I LOVE MY MOPED. it is ssssoooo fun. (in case you don't know the details of merriweather, he is a ghetto version of a moped. as in, the rearview mirrors don't work because they aren't located in a position that a person taller than 3 feet 5 inches can see out of. except for the left one, but the bolt is loose so it spins forward when you hit a bump. so people from the front of merriweather can see their reflection, great. he also is currently getting 85 miles per gallon. i'm totally getting one in the next city i live. i'm not very gracious at accepting gifts nor do i like to spend money when unnecessary, and this was not necessary, but it is so convenient and fun. and i promise i'm safe, because the last thing my dad said to me about merriweather was "if you die on that thing, that i suggested we get and that i paid for, i will never forgive myself." thanks for the uplifting message dad. now i never veer through traffic or speed through the tunnel on K street. okay, only rarely. but seriously, thanks mom & dad!!

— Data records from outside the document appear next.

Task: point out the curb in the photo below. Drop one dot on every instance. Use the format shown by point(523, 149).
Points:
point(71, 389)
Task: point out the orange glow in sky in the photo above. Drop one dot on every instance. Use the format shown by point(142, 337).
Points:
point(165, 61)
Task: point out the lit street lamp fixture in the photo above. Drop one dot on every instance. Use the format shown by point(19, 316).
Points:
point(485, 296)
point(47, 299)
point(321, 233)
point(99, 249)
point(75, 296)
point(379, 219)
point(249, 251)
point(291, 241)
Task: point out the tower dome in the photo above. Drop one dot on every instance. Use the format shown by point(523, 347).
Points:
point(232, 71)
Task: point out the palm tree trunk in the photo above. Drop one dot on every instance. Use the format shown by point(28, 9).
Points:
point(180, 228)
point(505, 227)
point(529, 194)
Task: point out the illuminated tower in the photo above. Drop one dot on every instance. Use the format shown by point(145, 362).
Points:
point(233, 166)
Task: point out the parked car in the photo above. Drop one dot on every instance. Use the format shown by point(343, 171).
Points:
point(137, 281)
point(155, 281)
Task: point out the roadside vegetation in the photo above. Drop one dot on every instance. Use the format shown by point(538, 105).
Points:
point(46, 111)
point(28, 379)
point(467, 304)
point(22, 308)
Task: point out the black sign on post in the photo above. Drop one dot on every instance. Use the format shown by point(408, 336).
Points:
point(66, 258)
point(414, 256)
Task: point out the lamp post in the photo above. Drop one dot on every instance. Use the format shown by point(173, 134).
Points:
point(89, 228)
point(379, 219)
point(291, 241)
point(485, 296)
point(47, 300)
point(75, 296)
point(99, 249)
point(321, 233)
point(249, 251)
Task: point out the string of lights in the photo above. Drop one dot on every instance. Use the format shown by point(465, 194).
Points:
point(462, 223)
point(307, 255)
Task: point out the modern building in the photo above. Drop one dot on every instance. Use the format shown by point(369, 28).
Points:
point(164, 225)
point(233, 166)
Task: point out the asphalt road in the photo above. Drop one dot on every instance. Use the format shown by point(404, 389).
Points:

d) i wish there was a soundtrack to my life. (good morning, baltimore!!)
friday morning i made the bus from the virginia house right on time - literally walked up the hill and there was the bus, pulling up for me to jump on. it dropped me off at the pentagon - yes, the one in the movies. i've been there! i told myself - and i metroed over the potomac river. then, i came up out of the escalator on the national mall with blue skies overhead, a light breeze, marine one flying straight over my head over to the white house to pick up the POTUS. perfect timing or what?

e) dogs are a lot of work. especially dogs that shed.
whew, the dog hair. i sure miss pookies/sam and if i could have him back for just one day i would NOT complain about his dog hair or fish breath, but. these dogs aren't pookies. and they had a lot of hair. just like babysitting is good birth control, dog sitting is good don't-run-down-to-the-humane-society-just-to-rack-up-a-five-hundred-dollar-vet-bill-unless-you're-really-really-serious-about-getting-a-dog control.

f) i like trees and art museums and living in the capitol.
the trees in virginia and the winding long streets with cute houses were AWESOME. i miss fresh air and no crowded streets with alleys hiding trash cans. but being in the national gallery of art museum with hodge podge was awesomer. capitol, you win for now.
g) people in the commonwealth like to GET IT ON.
seriously, i went running three days in a row out there, and on sunday night i probably saw five VERY pregnant women out walking with their hubbies. or couples with two kids in a stroller and another two or three on bikes with training wheels. (not a lot of cars on these streets.)
cute, but seriously. babies don't grow on trees. these people are busy.

h) dc, if i hadn't officially told you already, i've fallen for you. good thing we have least 5 months left to continue our relationship.
dear readers, if you've made it this far - sorry this post has turned into a novel. i can't believe its the end of August already!! i say that at the end of every month, i know it's annoying. well, life is great up here. if i keep coming back to texas i may just stay here for a little while longer. (shh, don't tell caitlin. or my mom. i don't want to get either of their hopes up. plus, they'll both be fine without me, they just talk a big game to make me feel loved.